Aussi, la Cour des comptes estime ce coût beaucoup trop élevé par rapport à celui des repas facturés à 9,70 euros « dans le cadre d’une externalisation auprès d’un prestataire privé ».

Pour les magistrats, cet écart s’explique par un nombre trop important de personnels employés par la restauration militaire par rapport au privé.
« Un restaurant relevant du secteur de la restauration collective privée compte en moyenne de 5 à 9,5 employés, tandis qu’ils sont en moyenne plus de 20 par restaurant dans les armées. Chaque agent des restaurants externalisés par le ministère de la défense prépare et sert 51,9 couverts par jour alors que les restaurants militaires en régie n’atteignent que 23, 1 repas par jour par agent », relève l’étude de la Cour des comptes, qui plaide donc pour davantage de productivité.

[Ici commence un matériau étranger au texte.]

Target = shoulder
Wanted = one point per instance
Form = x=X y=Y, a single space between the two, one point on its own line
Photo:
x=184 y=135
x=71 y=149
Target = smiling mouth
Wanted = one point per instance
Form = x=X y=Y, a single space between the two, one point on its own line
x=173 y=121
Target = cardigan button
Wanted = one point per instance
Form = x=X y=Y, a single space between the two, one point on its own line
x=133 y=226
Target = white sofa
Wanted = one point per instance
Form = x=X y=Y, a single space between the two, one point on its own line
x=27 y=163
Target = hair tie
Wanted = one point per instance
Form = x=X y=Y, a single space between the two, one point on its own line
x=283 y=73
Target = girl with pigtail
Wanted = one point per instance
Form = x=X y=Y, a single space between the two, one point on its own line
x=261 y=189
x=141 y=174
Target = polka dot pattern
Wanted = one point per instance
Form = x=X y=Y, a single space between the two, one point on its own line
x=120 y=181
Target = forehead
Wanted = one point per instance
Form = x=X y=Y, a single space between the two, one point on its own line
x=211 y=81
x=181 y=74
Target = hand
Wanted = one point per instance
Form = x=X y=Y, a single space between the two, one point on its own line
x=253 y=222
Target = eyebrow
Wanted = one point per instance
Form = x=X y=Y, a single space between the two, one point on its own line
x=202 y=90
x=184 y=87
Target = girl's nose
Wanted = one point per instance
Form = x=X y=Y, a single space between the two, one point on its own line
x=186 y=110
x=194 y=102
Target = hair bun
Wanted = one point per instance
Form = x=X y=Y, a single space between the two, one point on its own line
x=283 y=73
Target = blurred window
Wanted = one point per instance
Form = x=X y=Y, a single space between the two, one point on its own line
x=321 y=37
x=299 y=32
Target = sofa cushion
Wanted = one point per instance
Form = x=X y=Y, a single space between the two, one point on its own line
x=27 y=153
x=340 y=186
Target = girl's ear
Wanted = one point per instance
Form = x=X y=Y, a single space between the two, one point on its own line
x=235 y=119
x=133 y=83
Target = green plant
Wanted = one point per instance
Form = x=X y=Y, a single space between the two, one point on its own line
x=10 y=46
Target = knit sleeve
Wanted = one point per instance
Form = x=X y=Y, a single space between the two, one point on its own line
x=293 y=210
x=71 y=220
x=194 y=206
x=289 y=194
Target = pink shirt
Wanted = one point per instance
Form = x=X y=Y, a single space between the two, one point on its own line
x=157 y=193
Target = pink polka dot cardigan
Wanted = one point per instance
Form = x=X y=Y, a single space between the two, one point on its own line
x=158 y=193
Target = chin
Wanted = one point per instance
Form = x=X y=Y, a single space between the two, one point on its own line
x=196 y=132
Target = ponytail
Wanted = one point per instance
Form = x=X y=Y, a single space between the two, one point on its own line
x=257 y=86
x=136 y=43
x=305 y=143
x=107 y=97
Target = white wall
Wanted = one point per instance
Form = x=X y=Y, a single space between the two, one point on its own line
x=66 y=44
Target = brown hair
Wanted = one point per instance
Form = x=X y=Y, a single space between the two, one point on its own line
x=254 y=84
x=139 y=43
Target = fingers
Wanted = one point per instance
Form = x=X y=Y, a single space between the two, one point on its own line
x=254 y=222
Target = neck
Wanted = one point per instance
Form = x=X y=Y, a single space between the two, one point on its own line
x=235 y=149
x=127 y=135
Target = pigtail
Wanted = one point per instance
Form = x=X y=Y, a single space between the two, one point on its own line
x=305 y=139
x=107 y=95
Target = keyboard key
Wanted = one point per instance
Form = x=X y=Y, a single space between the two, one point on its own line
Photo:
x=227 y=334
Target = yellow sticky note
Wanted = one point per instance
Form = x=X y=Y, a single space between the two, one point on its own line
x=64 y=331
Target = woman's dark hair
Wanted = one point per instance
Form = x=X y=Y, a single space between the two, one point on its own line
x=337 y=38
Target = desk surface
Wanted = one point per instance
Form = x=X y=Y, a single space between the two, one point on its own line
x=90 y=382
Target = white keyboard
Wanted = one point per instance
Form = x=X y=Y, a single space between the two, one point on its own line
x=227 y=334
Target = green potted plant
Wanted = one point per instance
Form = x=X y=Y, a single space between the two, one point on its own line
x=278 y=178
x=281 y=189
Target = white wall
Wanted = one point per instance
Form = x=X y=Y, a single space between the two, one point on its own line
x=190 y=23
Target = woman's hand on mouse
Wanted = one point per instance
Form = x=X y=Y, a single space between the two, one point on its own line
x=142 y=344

Le problème est qu’il s’agit d’une moyenne… Et que, pour des raisons de service (il faut bien nourrir les personnels de permanence) un mess (ou un ordinaire) est ouvert tous les jours alors que l’affluence pendant les week-ends y est beaucoup moindre qu’en semaine.
En outre, la Cour des comptes estime que « la configuration des locaux et les usages locaux conduisent à pratiquer encore, dans certains restaurants militaires, un service à la place qu’il conviendrait de faire disparaître progressivement ».

Enfin, les magistrats ont également fait valoir que le « dimensionnement » du personnel de cuisine sous statut militaire doit être « bien paramétré », étant donné que 7,5% des effectifs de la fonction « restauration, hôtellerie et loisirs » ont été déployés en opérations extérieures en 2013. Et cela alors qu’ils ont relevé que, sur plusieurs théâtres, « les armées ont eu recours à des prestataires extérieurs pour assurer la restauration des militaires déployés, suivant en cela les pratiques de nombreuses armées étrangères, en particulier américaine et britannique ».

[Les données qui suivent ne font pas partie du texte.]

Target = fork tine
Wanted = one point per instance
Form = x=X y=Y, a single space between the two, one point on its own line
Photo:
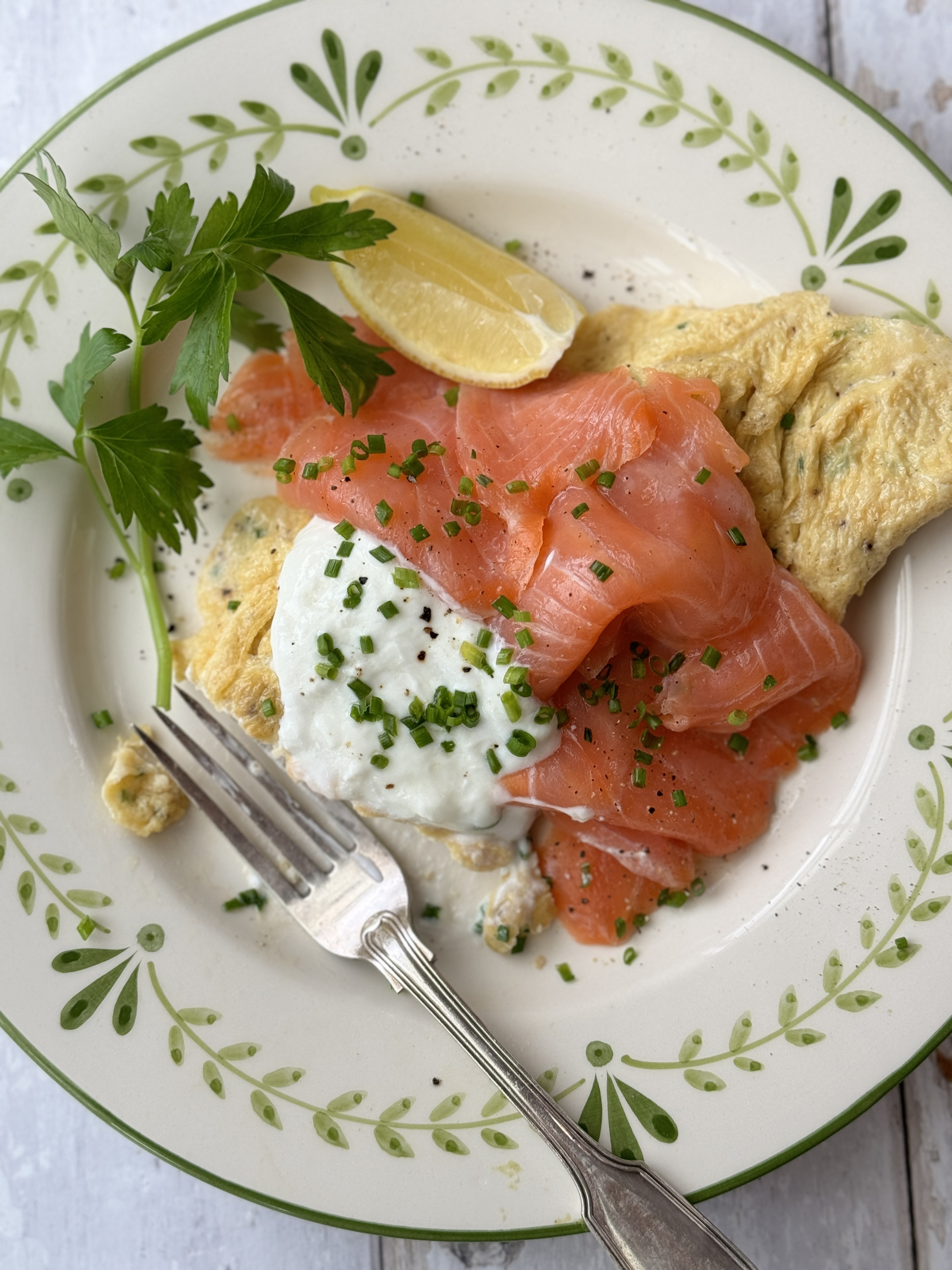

« Si ces contraintes peuvent expliquer, en partie, l’écart de près de 60 % relevé par le ministère de la défense entre le coût moyen d’un repas produit en régie et celui produit dans un restaurant externalisé, elles ne sauraient en justifier l’ampleur dans un domaine où chaque euro gagné par repas conduit à une économie récurrente d’au moins 40 M€ pour les seuls repas servis sur le territoire national », fait valoir la Cour des comptes, avant d’estimer que le ministère de la Défense devrait viser rapidement un prix de revient moyen du repas proche de 10 €, en fixant, en fonction des situations locales, à chaque gestionnaire de cercle et mess un objectif de prix à atteindre dans un calendrier déterminé, tout en respectant les normes alimentaires communes ».

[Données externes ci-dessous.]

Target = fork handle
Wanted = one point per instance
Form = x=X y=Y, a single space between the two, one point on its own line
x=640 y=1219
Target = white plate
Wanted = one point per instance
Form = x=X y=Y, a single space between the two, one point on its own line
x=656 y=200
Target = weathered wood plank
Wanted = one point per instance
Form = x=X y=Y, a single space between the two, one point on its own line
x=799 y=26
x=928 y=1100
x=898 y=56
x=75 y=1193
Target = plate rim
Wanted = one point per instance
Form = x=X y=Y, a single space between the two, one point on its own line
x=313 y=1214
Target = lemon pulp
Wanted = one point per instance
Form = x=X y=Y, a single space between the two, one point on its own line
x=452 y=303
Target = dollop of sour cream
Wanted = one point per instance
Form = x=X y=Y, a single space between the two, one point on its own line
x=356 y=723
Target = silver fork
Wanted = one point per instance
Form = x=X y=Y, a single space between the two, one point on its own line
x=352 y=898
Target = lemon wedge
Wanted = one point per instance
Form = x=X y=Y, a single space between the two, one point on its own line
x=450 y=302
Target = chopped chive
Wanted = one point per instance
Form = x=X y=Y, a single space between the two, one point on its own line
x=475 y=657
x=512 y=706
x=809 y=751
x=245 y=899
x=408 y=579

Dans sa réponse à ce référé, le ministre de la Défense, Jean-Yves Le Drian, n’a pas contesté l’utilité d’une meilleure connaissance des coûts de la fonction restauration puisque des mesures allant dans ce sens sont d’ores et déjà en vigueur depuis le début de cette année.

En revanche, il a fermement contesté le constat de la Cour des comptes sur le prix des repas. Et pour cause : une étude sur l’externalisation de la fonction restauration a déjà été menée par le ministère de la Défense. Et si ces conclusions donnent effectivement un avantage économique à l’externalisation, l’écart n’est pas aussi important que ça puisqu’il serait « seulement de 21 % en régime stabilisé hors coûts de transition et de 13 % en coût total ».

En outre, M. Le Drian a souligné que le prix donné en référence par les magistrats correspond à des restaurants servant 200.000 repas par an alors que ceux des armées, en moyenne en préparent annuellement chacun 115.000. « Le coût du repas externalisé pris en compte par la Cour devrait donc être ajusté à la hausse pour prendre en compte les effets d’échelle », a tâclé le ministre, avant de souligner que la comparaison du référé « ne tient pas suffisamment compte des particularités de la défense ».

« La fonction restauration doit notamment lorsqu’elle s’exerce en milieu militaire, contribuer au contrat opérationnel, ce qui se traduit par : les contraintes de service du personnel militaire, qui doit effectuer d’autres activités militaires, à côté de son activité liée à la restauration; les plages horaires élargies des points de restauration, notamment le soir et les jours non ouvrés pour le personnel de service ou d’astreinte, auxquelles ne sont généralement pas soumis les restaurants collectifs privés; la nécessité de maintenir, pour permettre un soutien de proximité des unités, des restaurants de taille parfois inférieure à la taille critique », a détaillé M. Le Drian.

Aussi, pour toutes ces raisons, le ministre a répondu à la Cour des comptes que les économies possibles qu’elle a mises en avant lui paraissent « largement surévaluées ». Mais il a quand même tenu à rassurer les magistrats : son « ministère n’en reste pas moins mobilisé par la recherche de gains budgétaires et de réductions de coût sur la fonction restauration ».